Virginia Woolf’s great-grandniece Sophie Partridge and Virginia’s great-grandniece Emma Woolf with their two-year-old son Ludovic Cecil Woolf (Ludo), who was allowed to “meet” his great, great-aunt Virginia!

The extraordinarily beautiful statue depicts a life-size Virginia Woolf in relaxed repose on a bench where people can sit next to her while enjoying the gentle views of Richmond.

Virginia Woolf lived and worked in leafy Richmond with husband Leonard for ten years between 1914 and 1924. Virginia described Hogarth House as “the finest house in England”. There they founded the Hogarth Press in 1915 and Richmond influenced Virginia’s life and work.

Cheryl Robson of Aurora Metro Arts and Media Charity has devoted five years to fundraising and campaigning to raise over £60,000 to erect a statue of Virginia Woolf in Richmond to celebrate her, her literary heritage and strong connection to to celebrate Richmond.

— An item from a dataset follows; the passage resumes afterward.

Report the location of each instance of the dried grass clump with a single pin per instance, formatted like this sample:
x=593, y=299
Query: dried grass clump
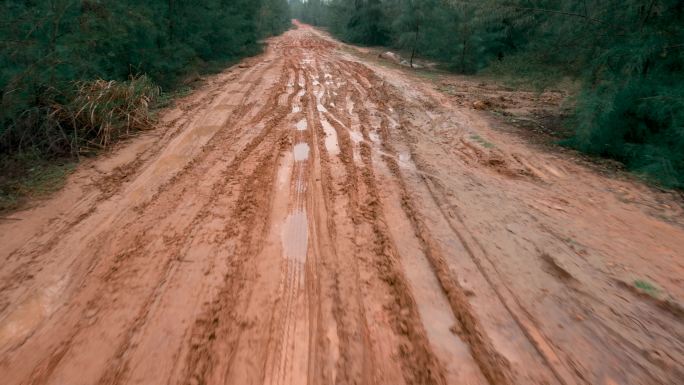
x=103, y=112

Dozens of volunteers helped with the project and the public expressed their overwhelming support with literally hundreds of individual donations.

World-renowned writer and women’s rights advocate, Virginia Woolf loved the quiet life that Richmond offered her away from London. Richmond gave Virginia freedom to write, freedom to grow as a person, and freedom to think for herself again. She wrote, “I should be grateful to Richmond and Hogarth, and indeed, whether it’s my invincible optimism or not, I’m grateful.”

Sculptor Laury Dizengremel said, “Being commissioned to create the first-ever full-length statue of Virginia Woolf and portray her happy side was an absolute thrill.”

This new historic addition to Richmond has garnered widespread support including: Mark Haddon, Sarah Gristwood, Anne Sebba, Claire Tomalin, Philippa Gregory, Kit de Waal, Jackie Kay, AS Byatt, Frances Spalding and Sarah Waters. Online endorsements came from many including: Margaret Attwood, Jodi Picoult, Deborah Frances-White, Elizabeth Day, Caroline Criado Perez, Phillip Pullman and Neil Gaiman.

The charity’s sister company, Aurora Metro Books, is a small publishing house in the heart of Richmond that aptly resembles Hogarth Press. Here, Cheryl Robson has just opened her first local independent bookstore, Books on the Rise. During the campaign, Aurora Metro published Peter Fullagar’s book Virginia in Richmond, which received excellent reviews.